Kohl, Tomaten, Schnittlauch und Kartoffeln, angebaut in der Großen Freiheit auf St. Pauli. Eine Freifläche gleich neben dem ehemaligen Lokal »Grünspan«. Sie gehört zum Projekt »Gärtnern für alle« und ist Teil des diesjährigen Kampnagel-Sommerfestivals in Hamburg. das die neue Kultursenatorin Barbara Kisseler eben dort eröffnete. Wegen des vielen Regens in diesem Sommer war einiges Gemüse prächtig, anderes etwas spärlich aufgegangen.
Vom »urbanen Garten«, der als »Gemeingut« verstanden wird (das Thema 2011) zum Festivalort, der Kampnagelfabrik: Nicht blaue Glassteinchen wie letztes Jahr, sondern blaßgrüner quietschnasser Kunstrasen bedeckt den Außenbereich neben dem echten Gras. Ein flacher Kasten mit Bienen und eine Informationstafel: Nur vier Jahre würden wir ihr Aussterben überleben. Auch innen etwas Natur: echte und künstliche Pflanzen, gemischt.
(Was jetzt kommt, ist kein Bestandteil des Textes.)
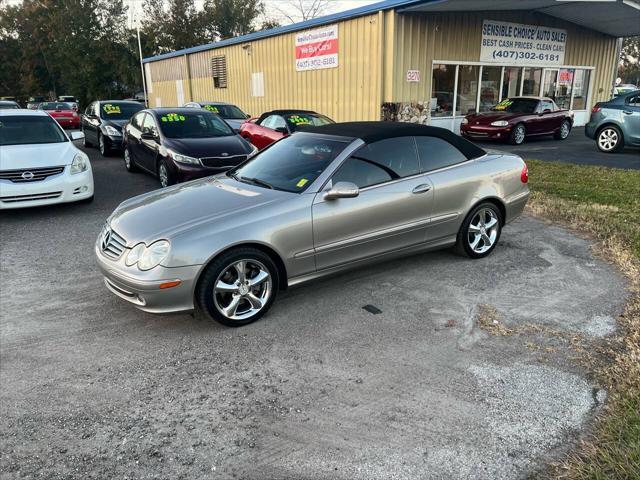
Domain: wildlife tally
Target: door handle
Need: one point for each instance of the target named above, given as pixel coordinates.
(425, 187)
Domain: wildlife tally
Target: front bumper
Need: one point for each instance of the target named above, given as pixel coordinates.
(482, 132)
(61, 188)
(142, 288)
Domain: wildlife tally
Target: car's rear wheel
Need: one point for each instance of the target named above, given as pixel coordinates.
(238, 287)
(563, 131)
(103, 146)
(480, 231)
(518, 134)
(129, 163)
(609, 139)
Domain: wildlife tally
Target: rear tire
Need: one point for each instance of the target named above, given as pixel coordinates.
(609, 139)
(564, 130)
(480, 232)
(235, 299)
(518, 134)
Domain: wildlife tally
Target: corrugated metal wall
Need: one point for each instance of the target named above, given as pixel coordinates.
(422, 38)
(375, 51)
(352, 91)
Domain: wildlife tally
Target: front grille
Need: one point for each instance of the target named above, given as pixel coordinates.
(30, 174)
(223, 162)
(30, 198)
(111, 244)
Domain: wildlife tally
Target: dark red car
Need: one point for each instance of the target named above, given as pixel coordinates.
(62, 112)
(514, 119)
(274, 125)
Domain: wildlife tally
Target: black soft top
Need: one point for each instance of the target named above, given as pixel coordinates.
(370, 132)
(285, 112)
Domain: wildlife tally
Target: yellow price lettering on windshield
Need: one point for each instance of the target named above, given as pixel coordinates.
(172, 117)
(111, 109)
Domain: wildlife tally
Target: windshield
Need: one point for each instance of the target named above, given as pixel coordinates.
(517, 105)
(230, 112)
(295, 120)
(23, 129)
(292, 164)
(55, 106)
(193, 125)
(119, 111)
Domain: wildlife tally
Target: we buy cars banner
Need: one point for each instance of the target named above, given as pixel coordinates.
(317, 49)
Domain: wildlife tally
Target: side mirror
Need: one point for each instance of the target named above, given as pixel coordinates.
(76, 135)
(342, 190)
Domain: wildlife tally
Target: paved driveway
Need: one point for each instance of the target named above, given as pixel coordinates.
(576, 149)
(466, 373)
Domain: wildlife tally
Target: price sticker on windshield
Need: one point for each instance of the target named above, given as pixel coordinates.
(172, 117)
(110, 109)
(503, 104)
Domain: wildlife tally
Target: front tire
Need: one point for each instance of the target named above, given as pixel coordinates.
(563, 131)
(238, 287)
(609, 139)
(518, 134)
(480, 232)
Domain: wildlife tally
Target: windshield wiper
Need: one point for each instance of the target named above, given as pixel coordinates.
(257, 181)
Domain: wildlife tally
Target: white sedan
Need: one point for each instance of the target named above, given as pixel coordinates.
(39, 164)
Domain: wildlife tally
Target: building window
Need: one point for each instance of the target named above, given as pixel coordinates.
(580, 89)
(531, 82)
(511, 81)
(489, 88)
(219, 71)
(467, 89)
(442, 90)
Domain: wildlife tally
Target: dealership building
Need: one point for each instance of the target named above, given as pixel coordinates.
(427, 61)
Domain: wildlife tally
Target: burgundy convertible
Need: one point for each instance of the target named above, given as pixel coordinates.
(515, 118)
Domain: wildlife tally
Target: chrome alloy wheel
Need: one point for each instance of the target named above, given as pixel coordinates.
(519, 134)
(164, 175)
(608, 139)
(483, 230)
(242, 289)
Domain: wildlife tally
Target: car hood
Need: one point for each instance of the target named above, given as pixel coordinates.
(14, 157)
(487, 117)
(165, 213)
(209, 147)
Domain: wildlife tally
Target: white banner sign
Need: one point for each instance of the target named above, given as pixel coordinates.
(316, 49)
(518, 44)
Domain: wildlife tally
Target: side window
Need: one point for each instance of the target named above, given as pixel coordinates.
(380, 162)
(149, 125)
(437, 153)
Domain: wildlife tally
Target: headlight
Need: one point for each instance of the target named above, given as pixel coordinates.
(134, 254)
(153, 255)
(112, 131)
(80, 163)
(178, 157)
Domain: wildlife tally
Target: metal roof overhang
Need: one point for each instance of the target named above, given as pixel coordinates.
(619, 18)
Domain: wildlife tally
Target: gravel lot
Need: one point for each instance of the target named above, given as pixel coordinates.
(468, 372)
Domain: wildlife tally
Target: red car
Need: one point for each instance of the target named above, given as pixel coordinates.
(514, 119)
(274, 125)
(63, 113)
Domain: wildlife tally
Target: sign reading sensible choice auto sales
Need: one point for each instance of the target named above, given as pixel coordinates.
(316, 49)
(518, 44)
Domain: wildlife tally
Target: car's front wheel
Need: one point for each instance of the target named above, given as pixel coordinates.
(609, 139)
(480, 231)
(238, 287)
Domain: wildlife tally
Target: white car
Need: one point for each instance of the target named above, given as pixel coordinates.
(39, 164)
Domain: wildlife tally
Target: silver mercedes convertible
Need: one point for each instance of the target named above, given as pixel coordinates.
(320, 201)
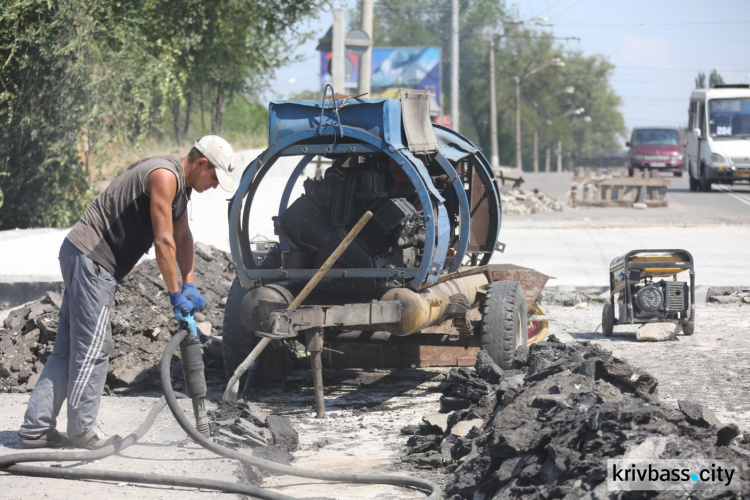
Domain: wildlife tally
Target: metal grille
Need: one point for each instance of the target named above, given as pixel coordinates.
(676, 296)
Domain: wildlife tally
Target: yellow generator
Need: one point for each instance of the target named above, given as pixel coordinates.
(644, 287)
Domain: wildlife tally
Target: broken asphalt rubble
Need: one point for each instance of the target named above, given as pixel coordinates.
(546, 427)
(543, 429)
(142, 324)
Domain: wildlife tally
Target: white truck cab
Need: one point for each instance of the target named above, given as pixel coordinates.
(718, 139)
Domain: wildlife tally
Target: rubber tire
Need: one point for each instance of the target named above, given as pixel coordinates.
(505, 322)
(608, 320)
(703, 183)
(688, 327)
(274, 363)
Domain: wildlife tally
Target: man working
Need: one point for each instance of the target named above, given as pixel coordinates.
(145, 205)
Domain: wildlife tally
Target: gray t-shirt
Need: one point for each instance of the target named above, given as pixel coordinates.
(115, 231)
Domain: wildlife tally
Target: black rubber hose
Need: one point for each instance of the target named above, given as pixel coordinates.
(166, 382)
(9, 463)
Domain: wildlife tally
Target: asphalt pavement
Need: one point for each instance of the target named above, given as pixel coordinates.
(574, 246)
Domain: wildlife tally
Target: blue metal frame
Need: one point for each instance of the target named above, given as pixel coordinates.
(455, 146)
(260, 166)
(295, 130)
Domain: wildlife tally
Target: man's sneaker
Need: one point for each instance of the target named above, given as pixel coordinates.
(94, 439)
(50, 439)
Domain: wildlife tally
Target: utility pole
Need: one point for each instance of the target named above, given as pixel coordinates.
(338, 72)
(519, 163)
(365, 60)
(454, 65)
(494, 158)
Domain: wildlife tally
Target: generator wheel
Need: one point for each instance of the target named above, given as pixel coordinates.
(688, 327)
(238, 341)
(505, 322)
(537, 328)
(608, 320)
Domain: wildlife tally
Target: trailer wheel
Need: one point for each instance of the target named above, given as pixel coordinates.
(608, 320)
(688, 327)
(238, 341)
(504, 322)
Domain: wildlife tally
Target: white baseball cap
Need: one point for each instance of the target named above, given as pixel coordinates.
(220, 154)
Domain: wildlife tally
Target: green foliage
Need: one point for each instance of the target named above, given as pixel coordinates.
(43, 49)
(700, 80)
(80, 78)
(715, 79)
(520, 50)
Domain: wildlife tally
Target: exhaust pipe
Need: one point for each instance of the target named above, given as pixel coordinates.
(429, 306)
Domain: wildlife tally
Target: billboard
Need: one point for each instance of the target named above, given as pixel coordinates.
(392, 68)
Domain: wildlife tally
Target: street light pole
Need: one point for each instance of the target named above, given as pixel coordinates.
(517, 79)
(454, 65)
(494, 158)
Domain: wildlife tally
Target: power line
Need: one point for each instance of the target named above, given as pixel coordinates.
(603, 25)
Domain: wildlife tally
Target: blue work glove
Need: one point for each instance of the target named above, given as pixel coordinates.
(181, 302)
(193, 295)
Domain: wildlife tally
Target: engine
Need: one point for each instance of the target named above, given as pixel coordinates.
(317, 221)
(660, 299)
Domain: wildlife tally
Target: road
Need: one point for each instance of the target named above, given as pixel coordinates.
(577, 245)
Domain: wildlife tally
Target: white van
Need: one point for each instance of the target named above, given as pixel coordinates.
(718, 139)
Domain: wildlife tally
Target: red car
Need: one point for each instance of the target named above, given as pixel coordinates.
(656, 148)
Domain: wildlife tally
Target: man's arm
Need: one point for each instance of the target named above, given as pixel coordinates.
(185, 256)
(162, 187)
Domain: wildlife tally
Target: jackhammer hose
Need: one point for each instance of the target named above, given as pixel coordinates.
(166, 382)
(11, 463)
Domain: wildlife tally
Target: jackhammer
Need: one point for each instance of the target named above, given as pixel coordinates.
(192, 369)
(195, 385)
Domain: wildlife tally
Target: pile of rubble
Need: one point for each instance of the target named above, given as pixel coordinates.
(728, 295)
(244, 425)
(142, 324)
(546, 427)
(518, 201)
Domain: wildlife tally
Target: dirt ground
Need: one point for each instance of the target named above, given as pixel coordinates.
(367, 410)
(709, 367)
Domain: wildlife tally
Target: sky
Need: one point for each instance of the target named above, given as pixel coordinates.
(657, 46)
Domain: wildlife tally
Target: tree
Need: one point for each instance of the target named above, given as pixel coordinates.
(520, 49)
(700, 80)
(715, 79)
(214, 51)
(44, 76)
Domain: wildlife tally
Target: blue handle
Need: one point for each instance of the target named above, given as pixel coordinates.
(187, 322)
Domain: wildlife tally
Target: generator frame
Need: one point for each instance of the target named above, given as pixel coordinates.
(642, 266)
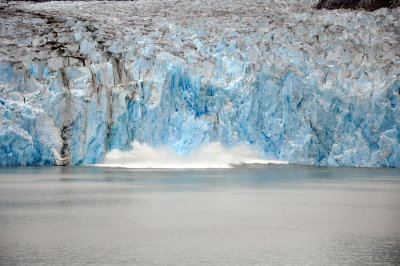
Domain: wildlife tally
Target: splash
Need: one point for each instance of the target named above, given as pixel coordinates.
(211, 155)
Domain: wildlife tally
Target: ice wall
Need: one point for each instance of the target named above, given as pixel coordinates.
(317, 87)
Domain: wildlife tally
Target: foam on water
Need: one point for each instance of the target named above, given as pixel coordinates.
(211, 155)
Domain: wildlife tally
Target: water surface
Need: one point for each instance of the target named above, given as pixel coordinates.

Zu Beginn Pina Bauschs »Kontakthof«, Tanztheater von 1978, diesmal mit »Teenagern ab 14«, Laien also. Ein Stück, das nicht altert. Wenn mir auch die Fassung mit Senioren ab 65 (Ossietzky 18/02) noch etwas lebendiger und aufregender erschien.
26 Tänzerinnen und Tänzer, aus Wuppertaler Schulen ausgewählt, spielen, tanzen und erzählen von ihren Erfahrungen mit der ersten Liebe. Manchmal sogar wie in einer Talk-Show, plaudernd ins Mikro, das schnell zum Nachbarn wandert, Sätze bleiben unvollendet. Angezogen wie zur Tanzstunde: pastellfarbene Kleider und Pumps, die jungen Männer in Anzügen. Das Linkische ist echt und rührend. Zaghaft die Annäherungen, theatralisch ein Sich-auf-den-Boden-Fallenlassen. Es scheint nicht beachtet zu werden. Minutenlanges Schreien oder Lachen in unendlichen Variationen. Die Musik: Schlager der Großväter. Schrecklich gefühlvoll. Die Komik der Wiederholungen kann plötzlich in drastische Gesten münden, nichts ist konstant.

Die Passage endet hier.